We need to see universities placing far more emphasis on the need to see life skills in their candidate requirements. Until that happens, financial education will continue to languish in the margins, and young people will continue to be dependent on extra-curricular initiatives to help them:
- gain confidence in budgeting and financial planning,
- understand tax and benefits,
- cope with debt, and credit cards, in their various forms,
- understand how delayed gratification provides the opportunity to save and invest for the future,
- see where insurance fits into the mix, and
- cope with renting, leasing or buying property.
It’s a confusing array, and currently so much is learnt by hearsay and making mistakes. This is not the best way to enter adult life.
Share Radio continues to provide the very accessible audio version of the Open University’s ‘Managing My Money’ course, which covers all the above. Each week includes two episodes of c. 25 minutes duration, and there are helpful arrays of slides to illustrate the various themes. It works well as an ‘incentivised learning’ course which can be sponsored by parents or grandparents: £10 for each week completed, plus a bonus of £20 for finishing all eight weeks, providing a well-rounded introduction to money for overall incentive payments of £100. There’s a third-party referee email notification system, designed to help monitor progress and make those payments.
Not surprisingly, I particularly like episode 10, on investment: a really good introduction to understanding the stock market. In this respect, The Share Centre also runs a real investment competition for schools each year, ‘Shares4Schools’. Teams of Year 12 students from across the United Kingdom compete in a league table in order to build on a £2,000 initial stake, to which The Share Centre contributes.
Staying with investment, there’s a new book produced by Lord Lee called ‘Yummi Yoghurt’, designed particularly to help young people understand how to assess different companies and investment opportunities. He’s just produced a new video explaining how it works.
Meanwhile, there are lots of resources available from a host of other financial providers. Two particularly worth mentioning are: the RBS MoneySense programme, a comprehensive introduction to understanding money, and a new booklet from DST called Joe’s Journey. Both are well worth exploring for teenagers in your family. For younger students, there’s a new Teacher’s Manual of Financial Education for Year 6 Students, authored by Quentin Nason of www.citypayitforward.com.
There are many others also doing their best to raise the profile of financial education, including:
- the Money and Pensions Service;
- the All Party Parliamentary Group on Financial Education; and
- TISA (The Investment and Savings Association).
But there is so much to do.

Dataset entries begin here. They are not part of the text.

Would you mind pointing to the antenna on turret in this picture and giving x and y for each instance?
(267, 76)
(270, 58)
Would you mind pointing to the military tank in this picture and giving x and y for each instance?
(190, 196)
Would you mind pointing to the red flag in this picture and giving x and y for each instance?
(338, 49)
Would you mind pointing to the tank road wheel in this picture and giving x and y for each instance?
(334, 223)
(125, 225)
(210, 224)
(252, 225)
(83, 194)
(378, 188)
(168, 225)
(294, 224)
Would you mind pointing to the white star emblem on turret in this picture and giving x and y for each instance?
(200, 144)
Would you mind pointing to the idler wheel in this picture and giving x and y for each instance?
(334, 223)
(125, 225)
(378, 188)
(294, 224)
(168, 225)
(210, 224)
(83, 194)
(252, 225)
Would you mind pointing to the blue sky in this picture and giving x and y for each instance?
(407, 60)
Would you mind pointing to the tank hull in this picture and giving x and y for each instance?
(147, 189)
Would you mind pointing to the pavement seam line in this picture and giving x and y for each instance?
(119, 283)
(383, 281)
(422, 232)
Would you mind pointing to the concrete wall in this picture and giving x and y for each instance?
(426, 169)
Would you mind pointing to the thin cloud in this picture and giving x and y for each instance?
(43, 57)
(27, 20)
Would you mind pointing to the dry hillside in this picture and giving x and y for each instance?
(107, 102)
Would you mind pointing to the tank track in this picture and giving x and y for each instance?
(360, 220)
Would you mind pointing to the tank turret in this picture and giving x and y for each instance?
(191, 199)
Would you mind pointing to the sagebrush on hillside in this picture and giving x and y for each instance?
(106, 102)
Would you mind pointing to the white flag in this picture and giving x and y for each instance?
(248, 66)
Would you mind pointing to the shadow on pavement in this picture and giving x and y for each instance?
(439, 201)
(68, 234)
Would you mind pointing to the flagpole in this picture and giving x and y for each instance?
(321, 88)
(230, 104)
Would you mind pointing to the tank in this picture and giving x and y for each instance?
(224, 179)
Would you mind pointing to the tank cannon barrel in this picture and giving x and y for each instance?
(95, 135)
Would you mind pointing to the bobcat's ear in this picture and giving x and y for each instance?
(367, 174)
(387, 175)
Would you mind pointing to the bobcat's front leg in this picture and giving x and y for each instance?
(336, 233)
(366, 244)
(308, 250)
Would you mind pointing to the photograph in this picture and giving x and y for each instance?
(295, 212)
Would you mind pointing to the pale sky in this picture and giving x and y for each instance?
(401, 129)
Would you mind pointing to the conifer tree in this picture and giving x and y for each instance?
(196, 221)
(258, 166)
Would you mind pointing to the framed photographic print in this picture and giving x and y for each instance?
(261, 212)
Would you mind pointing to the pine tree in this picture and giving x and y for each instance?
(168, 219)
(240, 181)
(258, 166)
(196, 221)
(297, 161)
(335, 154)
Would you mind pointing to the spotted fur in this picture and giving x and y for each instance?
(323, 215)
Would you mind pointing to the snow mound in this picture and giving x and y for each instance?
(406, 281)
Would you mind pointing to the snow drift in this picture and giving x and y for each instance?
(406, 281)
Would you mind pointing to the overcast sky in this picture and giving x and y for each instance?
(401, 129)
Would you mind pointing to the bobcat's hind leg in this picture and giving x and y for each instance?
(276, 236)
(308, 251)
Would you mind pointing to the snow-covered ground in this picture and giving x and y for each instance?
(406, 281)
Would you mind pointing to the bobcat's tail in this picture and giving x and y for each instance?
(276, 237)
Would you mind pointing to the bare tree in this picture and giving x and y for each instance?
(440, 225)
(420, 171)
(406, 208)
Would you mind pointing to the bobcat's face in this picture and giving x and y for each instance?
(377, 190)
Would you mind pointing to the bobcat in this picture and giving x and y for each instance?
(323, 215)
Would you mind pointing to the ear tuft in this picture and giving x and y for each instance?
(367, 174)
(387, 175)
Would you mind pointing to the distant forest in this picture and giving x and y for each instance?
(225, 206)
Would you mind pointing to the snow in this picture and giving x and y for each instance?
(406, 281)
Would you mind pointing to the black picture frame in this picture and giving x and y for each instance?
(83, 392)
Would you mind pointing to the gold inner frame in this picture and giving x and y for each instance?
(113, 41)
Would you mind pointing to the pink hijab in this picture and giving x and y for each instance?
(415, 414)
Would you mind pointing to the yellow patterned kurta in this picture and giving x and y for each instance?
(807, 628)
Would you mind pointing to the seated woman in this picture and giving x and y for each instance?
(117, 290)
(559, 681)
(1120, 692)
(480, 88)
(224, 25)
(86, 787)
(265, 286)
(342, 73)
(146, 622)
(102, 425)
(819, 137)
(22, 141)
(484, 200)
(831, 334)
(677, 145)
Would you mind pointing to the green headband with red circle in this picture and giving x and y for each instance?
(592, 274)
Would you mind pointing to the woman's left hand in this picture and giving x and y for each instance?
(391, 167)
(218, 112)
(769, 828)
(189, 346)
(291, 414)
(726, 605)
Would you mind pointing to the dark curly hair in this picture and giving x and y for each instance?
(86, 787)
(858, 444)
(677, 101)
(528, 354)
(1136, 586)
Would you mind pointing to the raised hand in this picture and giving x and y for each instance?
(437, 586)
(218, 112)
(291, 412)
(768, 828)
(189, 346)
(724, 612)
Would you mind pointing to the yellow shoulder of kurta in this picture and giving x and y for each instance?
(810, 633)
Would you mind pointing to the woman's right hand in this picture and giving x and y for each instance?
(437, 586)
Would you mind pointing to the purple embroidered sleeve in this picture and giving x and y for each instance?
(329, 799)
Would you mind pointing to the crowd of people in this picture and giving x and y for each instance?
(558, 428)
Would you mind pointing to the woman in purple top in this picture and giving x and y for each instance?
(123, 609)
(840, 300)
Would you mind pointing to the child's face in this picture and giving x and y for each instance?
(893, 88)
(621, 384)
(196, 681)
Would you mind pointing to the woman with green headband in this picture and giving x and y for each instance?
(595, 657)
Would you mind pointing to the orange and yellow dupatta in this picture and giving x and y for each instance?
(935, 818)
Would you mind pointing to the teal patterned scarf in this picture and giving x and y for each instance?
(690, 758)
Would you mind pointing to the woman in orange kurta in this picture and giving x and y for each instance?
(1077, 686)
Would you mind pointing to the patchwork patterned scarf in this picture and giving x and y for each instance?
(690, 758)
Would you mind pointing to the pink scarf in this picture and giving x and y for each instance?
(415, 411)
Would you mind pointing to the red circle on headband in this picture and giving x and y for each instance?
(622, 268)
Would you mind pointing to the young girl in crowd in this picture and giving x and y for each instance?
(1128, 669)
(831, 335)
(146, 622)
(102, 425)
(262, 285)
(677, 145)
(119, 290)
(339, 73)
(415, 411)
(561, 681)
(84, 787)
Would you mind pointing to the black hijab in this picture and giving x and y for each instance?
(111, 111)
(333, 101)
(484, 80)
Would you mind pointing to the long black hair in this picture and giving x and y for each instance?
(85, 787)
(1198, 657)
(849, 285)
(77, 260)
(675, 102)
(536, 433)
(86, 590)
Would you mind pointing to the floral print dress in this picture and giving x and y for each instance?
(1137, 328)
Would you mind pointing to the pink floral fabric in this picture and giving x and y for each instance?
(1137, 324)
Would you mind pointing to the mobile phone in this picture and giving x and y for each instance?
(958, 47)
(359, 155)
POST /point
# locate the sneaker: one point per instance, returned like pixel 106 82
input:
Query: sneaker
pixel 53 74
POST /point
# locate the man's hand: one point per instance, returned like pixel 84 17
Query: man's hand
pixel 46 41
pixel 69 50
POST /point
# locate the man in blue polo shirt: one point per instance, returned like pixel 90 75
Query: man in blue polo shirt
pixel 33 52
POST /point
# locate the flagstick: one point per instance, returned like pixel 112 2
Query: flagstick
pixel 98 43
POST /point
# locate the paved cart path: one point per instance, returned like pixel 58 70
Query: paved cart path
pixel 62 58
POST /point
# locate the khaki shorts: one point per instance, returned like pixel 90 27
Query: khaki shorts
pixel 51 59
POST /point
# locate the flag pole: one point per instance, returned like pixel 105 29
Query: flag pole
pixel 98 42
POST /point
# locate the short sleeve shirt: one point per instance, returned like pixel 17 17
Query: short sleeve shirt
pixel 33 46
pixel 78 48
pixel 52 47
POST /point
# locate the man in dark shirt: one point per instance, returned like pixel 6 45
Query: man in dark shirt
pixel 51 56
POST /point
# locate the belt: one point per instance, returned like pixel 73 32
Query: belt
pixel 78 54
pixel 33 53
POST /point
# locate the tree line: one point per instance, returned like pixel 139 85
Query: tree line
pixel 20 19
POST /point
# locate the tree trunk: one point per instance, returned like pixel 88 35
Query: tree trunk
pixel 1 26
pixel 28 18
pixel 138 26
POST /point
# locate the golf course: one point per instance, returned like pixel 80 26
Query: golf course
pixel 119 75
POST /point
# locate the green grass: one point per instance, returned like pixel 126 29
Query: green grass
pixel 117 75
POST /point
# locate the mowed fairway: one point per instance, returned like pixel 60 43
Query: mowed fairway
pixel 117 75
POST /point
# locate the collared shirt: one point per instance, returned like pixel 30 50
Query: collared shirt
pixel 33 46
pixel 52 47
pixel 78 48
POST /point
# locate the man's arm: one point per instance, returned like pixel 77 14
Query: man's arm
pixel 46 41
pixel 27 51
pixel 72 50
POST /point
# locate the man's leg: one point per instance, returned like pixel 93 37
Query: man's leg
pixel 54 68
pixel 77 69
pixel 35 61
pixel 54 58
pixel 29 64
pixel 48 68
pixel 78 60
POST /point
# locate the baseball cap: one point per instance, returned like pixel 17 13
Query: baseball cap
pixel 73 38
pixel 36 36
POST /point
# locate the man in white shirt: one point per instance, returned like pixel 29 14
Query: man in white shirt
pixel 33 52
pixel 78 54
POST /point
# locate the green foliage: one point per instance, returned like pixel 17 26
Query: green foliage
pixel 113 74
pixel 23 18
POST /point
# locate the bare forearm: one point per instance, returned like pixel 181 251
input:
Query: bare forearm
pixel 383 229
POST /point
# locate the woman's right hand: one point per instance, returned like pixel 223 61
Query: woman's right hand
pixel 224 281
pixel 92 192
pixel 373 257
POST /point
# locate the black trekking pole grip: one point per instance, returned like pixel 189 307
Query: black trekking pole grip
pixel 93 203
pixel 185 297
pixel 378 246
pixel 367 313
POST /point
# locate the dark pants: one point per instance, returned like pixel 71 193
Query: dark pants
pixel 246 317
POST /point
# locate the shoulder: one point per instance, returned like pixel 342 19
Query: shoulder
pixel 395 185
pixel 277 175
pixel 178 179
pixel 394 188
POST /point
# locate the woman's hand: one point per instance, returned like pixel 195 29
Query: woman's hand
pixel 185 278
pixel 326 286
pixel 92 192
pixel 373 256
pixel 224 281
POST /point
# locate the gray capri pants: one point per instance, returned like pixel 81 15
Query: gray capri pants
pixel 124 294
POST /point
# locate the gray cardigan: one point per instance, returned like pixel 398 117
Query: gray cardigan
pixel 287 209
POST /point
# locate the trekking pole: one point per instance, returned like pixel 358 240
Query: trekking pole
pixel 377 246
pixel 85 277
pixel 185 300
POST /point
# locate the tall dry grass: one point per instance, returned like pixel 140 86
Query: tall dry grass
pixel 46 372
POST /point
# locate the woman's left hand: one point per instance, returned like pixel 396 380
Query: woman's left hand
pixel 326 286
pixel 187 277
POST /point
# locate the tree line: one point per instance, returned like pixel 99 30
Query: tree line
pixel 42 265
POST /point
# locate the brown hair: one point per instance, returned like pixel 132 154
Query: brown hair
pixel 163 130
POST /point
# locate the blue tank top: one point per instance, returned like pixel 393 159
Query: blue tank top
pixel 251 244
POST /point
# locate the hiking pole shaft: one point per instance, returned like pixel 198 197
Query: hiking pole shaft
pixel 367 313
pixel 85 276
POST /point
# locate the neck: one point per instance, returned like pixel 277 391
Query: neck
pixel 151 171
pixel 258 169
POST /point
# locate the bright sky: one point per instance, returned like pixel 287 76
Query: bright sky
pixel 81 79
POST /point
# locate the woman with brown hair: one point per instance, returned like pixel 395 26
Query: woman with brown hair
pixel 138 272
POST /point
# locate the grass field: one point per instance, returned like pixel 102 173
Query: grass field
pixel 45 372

And that’s why Gordon Brown introduced the Child Trust Fund “to establish a savings habit among children: providing a cushion of financial assets as they embark on adult life, and enabling them to be confident in the management of their finances”. With the oldest recipient of these accounts turning 17 on 1st September, it comes right into the mainstream for Year 12 and Year 13 students. That’s why The Share Foundation is working so hard to recover the scheme, including launching its ‘Child Trust Fund Ambassadors’ programme. More on this next weekend.
Understanding money requires both learning and experience, and should be accessible by all adolescents - whether or not they take A levels. If we want the next generation, and therefore the United Kingdom, to succeed in future, we must improve the level of financial capability.